Consistency Is the database fully consistent, or does it support a relaxed consistency model (e.g., eventual consistency)? Does the database support optional consistency modes for reads and writes (e.g., strongly consistent reads)?

We divide databases into relational and nonrelational categories. In truth, the nonrelational category is far more diverse, but relational databases still occupy significant space in application backends.

Relational databases

A relational database management system (RDBMS) is one of the most common application backends. Relational databases were developed at IBM in the 1970s and popularized by Oracle in the 1980s. The growth of the internet saw the rise of the LAMP stack (Linux, Apache web server, MySQL, PHP) and an explosion of vendor and open source RDBMS options. Even with the rise of NoSQL databases (described in the following section), relational databases have remained extremely popular.

Data is stored in a table of relations (rows), and each relation contains multiple fields (columns); see Figure 5-7. Note that we use the terms column and field interchangeably throughout this book. Each relation in the table has the same schema (a sequence of columns with assigned static types such as string, integer, or float). Rows are typically stored as a contiguous sequence of bytes on disk.

Tables can also have various foreign keys—fields with values connected with the values of primary keys in other tables, facilitating joins, and allowing for complex schemas that spread data across multiple tables. In particular, it is possible to design a normalized schema.

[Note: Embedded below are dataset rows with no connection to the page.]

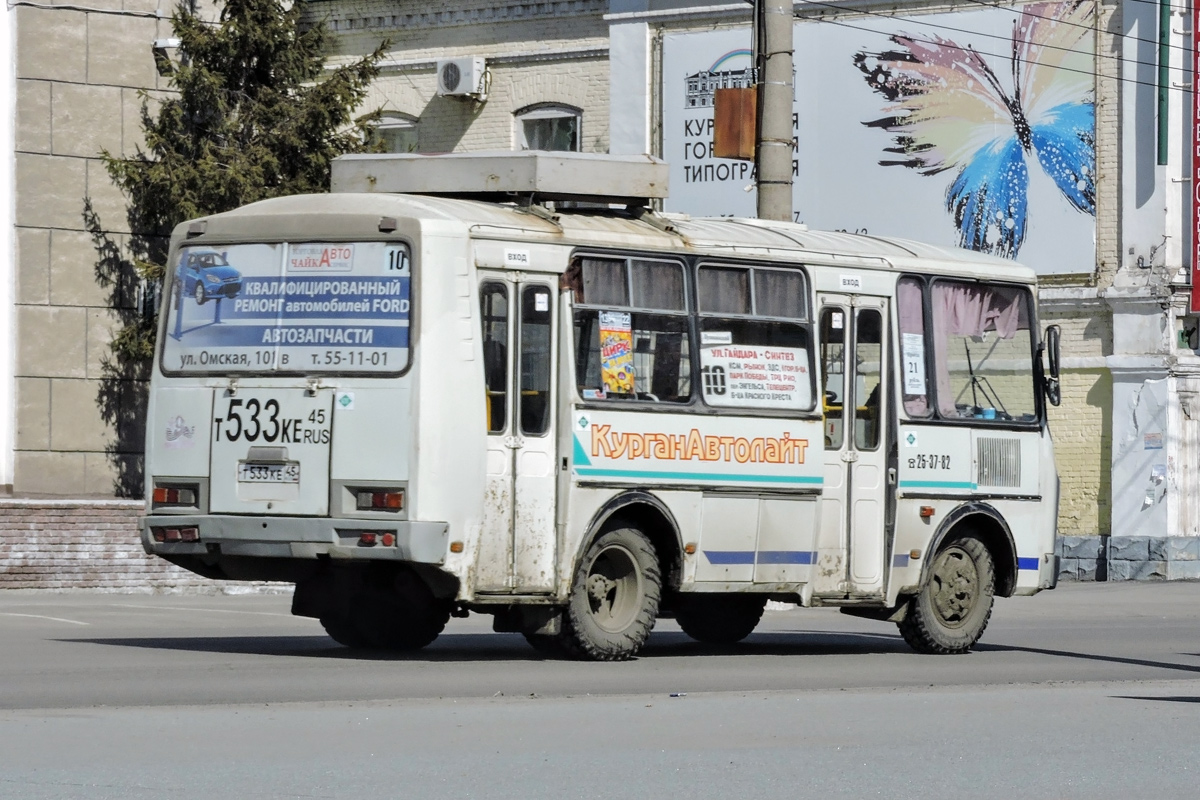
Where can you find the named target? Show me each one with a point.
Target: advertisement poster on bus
(617, 352)
(971, 128)
(299, 307)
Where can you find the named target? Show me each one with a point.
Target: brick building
(612, 76)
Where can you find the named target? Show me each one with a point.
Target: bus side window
(915, 382)
(630, 329)
(493, 300)
(755, 334)
(534, 398)
(868, 378)
(833, 368)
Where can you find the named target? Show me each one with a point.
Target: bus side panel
(448, 467)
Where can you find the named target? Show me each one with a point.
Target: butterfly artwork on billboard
(949, 109)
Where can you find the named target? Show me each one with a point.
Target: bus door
(517, 545)
(853, 350)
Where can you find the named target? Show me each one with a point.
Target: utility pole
(773, 150)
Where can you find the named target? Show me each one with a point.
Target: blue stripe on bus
(762, 557)
(940, 485)
(594, 471)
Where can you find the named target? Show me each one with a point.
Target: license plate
(252, 473)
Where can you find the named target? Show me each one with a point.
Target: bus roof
(355, 216)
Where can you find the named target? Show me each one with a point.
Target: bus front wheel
(615, 597)
(720, 619)
(952, 609)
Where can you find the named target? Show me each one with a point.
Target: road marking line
(190, 608)
(57, 619)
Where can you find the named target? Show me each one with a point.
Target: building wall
(78, 79)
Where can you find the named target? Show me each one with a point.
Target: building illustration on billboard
(702, 84)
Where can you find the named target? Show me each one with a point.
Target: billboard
(973, 128)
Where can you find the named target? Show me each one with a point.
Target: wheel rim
(613, 589)
(954, 587)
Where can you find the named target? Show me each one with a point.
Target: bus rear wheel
(389, 611)
(720, 619)
(615, 597)
(952, 609)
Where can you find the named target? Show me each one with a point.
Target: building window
(549, 127)
(395, 133)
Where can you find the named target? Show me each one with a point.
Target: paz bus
(502, 384)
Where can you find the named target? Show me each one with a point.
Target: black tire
(720, 619)
(952, 609)
(615, 597)
(343, 631)
(390, 612)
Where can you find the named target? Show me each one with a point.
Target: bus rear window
(309, 307)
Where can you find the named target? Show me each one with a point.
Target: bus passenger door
(852, 535)
(516, 552)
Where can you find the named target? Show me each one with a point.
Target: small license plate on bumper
(258, 473)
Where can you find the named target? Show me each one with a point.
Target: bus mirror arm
(1050, 346)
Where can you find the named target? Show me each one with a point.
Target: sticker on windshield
(301, 307)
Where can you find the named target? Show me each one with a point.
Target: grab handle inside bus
(1053, 389)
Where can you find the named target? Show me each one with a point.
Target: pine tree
(253, 115)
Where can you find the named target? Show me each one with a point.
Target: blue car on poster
(207, 275)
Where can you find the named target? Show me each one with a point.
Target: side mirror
(1053, 389)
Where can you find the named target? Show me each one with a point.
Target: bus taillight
(381, 500)
(173, 495)
(175, 534)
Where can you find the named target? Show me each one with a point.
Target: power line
(995, 36)
(1125, 36)
(1011, 58)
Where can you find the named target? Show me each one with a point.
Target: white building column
(629, 86)
(7, 245)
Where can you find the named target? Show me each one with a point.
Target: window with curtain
(983, 352)
(630, 329)
(395, 133)
(549, 127)
(755, 337)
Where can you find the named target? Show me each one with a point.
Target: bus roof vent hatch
(529, 175)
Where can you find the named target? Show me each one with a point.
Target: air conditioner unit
(462, 77)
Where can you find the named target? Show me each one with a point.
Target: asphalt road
(1089, 691)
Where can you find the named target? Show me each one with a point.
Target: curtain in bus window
(778, 293)
(724, 290)
(604, 282)
(658, 284)
(983, 352)
(915, 380)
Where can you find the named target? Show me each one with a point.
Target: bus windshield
(293, 307)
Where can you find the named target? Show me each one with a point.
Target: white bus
(582, 420)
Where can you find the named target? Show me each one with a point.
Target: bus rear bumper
(295, 537)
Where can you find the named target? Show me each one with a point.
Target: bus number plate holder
(276, 473)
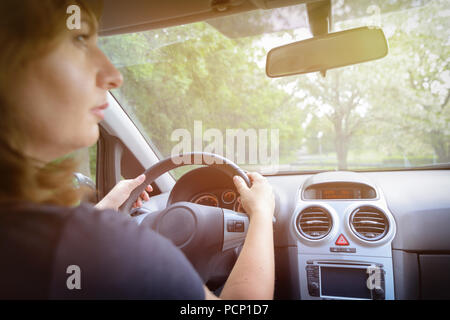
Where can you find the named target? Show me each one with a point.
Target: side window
(87, 170)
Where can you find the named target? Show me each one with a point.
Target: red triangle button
(341, 241)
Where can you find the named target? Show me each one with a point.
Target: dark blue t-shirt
(52, 252)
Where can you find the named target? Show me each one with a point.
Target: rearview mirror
(326, 52)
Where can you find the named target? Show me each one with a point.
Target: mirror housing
(327, 52)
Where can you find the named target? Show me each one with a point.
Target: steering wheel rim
(173, 162)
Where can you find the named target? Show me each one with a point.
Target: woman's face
(60, 95)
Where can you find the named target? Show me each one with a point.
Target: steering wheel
(201, 232)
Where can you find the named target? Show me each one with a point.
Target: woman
(52, 84)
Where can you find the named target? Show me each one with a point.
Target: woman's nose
(108, 76)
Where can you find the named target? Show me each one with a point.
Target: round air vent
(369, 223)
(314, 223)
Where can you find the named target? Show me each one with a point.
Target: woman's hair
(29, 30)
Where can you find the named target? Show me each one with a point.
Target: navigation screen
(344, 282)
(337, 194)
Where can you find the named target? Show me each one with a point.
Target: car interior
(347, 229)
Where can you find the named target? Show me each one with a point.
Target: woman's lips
(100, 111)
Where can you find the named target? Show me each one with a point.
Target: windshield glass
(203, 87)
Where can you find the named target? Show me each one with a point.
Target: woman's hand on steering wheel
(121, 191)
(259, 198)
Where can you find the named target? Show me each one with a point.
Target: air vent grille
(369, 223)
(314, 223)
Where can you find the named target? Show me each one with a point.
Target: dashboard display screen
(344, 282)
(337, 194)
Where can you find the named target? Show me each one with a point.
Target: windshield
(203, 87)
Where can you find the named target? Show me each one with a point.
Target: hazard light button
(342, 241)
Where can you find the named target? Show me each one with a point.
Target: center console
(344, 232)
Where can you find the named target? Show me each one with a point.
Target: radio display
(337, 194)
(344, 282)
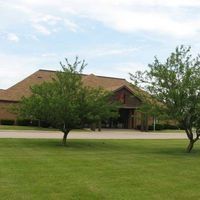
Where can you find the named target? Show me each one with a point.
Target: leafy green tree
(175, 89)
(65, 102)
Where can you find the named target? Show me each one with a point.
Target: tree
(175, 90)
(65, 102)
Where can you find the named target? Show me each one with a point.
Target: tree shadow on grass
(175, 148)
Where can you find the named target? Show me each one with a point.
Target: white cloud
(172, 17)
(12, 37)
(41, 29)
(14, 68)
(71, 25)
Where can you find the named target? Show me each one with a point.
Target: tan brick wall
(5, 112)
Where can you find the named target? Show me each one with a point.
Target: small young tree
(65, 102)
(175, 89)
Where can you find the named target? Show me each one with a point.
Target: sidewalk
(104, 134)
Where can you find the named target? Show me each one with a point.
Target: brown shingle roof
(16, 92)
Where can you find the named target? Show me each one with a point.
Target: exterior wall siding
(5, 110)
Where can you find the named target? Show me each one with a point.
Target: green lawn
(98, 169)
(18, 128)
(169, 131)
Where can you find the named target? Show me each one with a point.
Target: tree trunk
(65, 137)
(99, 126)
(190, 146)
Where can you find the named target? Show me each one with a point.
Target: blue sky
(113, 36)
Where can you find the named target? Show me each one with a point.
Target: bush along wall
(7, 121)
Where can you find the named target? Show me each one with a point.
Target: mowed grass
(22, 128)
(98, 169)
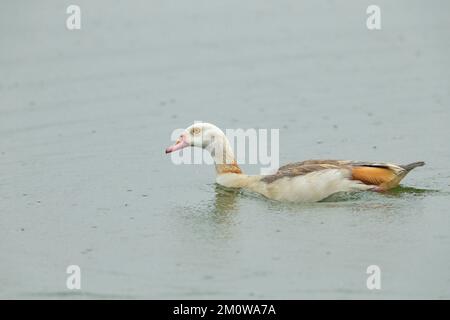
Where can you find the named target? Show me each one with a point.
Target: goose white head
(206, 136)
(201, 135)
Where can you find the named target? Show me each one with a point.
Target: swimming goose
(306, 181)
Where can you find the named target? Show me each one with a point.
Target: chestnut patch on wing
(373, 175)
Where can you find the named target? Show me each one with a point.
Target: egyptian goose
(306, 181)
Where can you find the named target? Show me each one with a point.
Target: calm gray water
(85, 117)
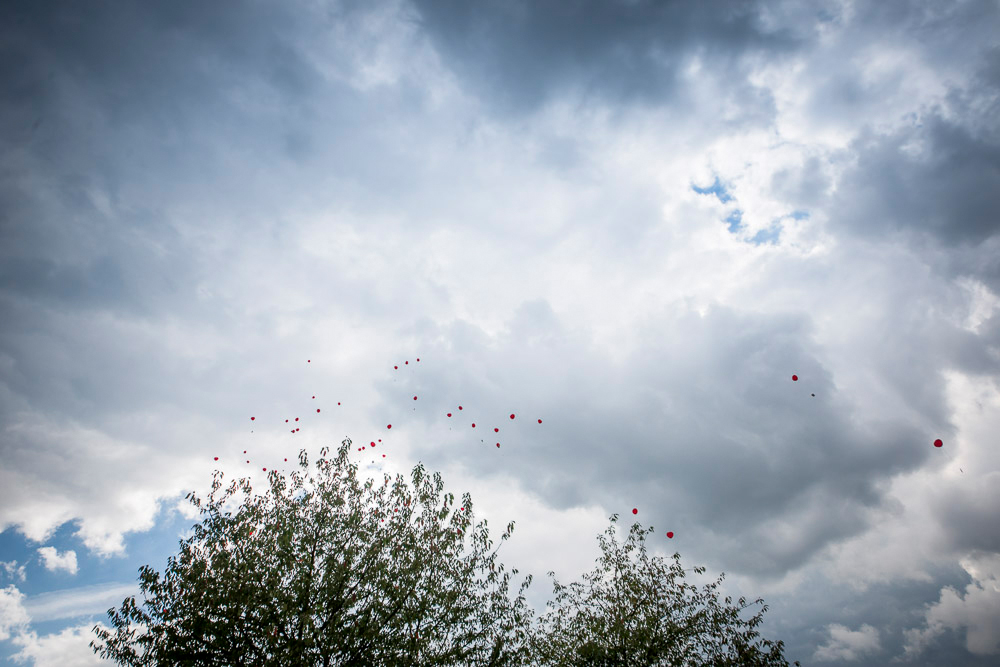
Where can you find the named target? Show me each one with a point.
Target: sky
(635, 221)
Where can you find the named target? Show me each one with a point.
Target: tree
(324, 569)
(637, 610)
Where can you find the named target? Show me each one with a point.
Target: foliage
(633, 609)
(326, 570)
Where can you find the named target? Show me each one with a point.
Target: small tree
(636, 610)
(326, 569)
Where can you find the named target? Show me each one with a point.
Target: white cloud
(13, 570)
(70, 647)
(977, 611)
(76, 602)
(14, 617)
(55, 561)
(848, 645)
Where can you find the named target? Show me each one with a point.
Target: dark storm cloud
(890, 607)
(704, 420)
(948, 186)
(524, 54)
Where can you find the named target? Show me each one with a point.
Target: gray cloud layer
(194, 200)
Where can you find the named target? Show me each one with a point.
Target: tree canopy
(324, 568)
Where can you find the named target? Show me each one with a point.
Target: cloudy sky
(633, 220)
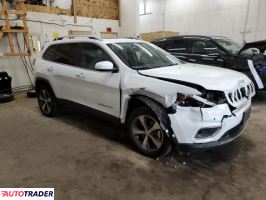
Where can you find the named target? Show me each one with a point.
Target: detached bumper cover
(228, 137)
(187, 122)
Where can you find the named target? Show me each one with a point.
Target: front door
(98, 89)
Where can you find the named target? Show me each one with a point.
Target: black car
(222, 52)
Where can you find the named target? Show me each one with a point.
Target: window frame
(196, 40)
(116, 66)
(188, 42)
(75, 54)
(92, 43)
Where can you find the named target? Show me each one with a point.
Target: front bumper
(187, 122)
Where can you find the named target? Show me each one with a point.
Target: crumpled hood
(209, 77)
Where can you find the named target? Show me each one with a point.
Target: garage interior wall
(44, 25)
(238, 19)
(129, 19)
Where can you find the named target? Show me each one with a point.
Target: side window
(90, 54)
(161, 44)
(178, 46)
(204, 47)
(65, 53)
(50, 53)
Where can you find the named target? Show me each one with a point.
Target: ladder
(10, 31)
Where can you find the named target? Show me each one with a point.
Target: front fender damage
(160, 112)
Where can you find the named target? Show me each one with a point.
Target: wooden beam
(74, 7)
(15, 12)
(2, 11)
(10, 36)
(15, 30)
(1, 34)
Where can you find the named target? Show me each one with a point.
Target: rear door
(62, 71)
(98, 89)
(204, 51)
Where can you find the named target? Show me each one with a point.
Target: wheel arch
(140, 100)
(42, 82)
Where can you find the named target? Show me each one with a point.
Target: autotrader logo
(27, 193)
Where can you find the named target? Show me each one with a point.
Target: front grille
(236, 97)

What is normalization: Normalization is a strategy for ensuring that data in records is not duplicated in multiple places, thus avoiding the need to update states in multiple locations at once and preventing inconsistencies

RDBMS systems are typically ACID compliant. Combining a normalized schema, ACID compliance, and support for high transaction rates makes relational database systems ideal for storing rapidly changing application states. The challenge for data engineers is to determine how to capture state information over time.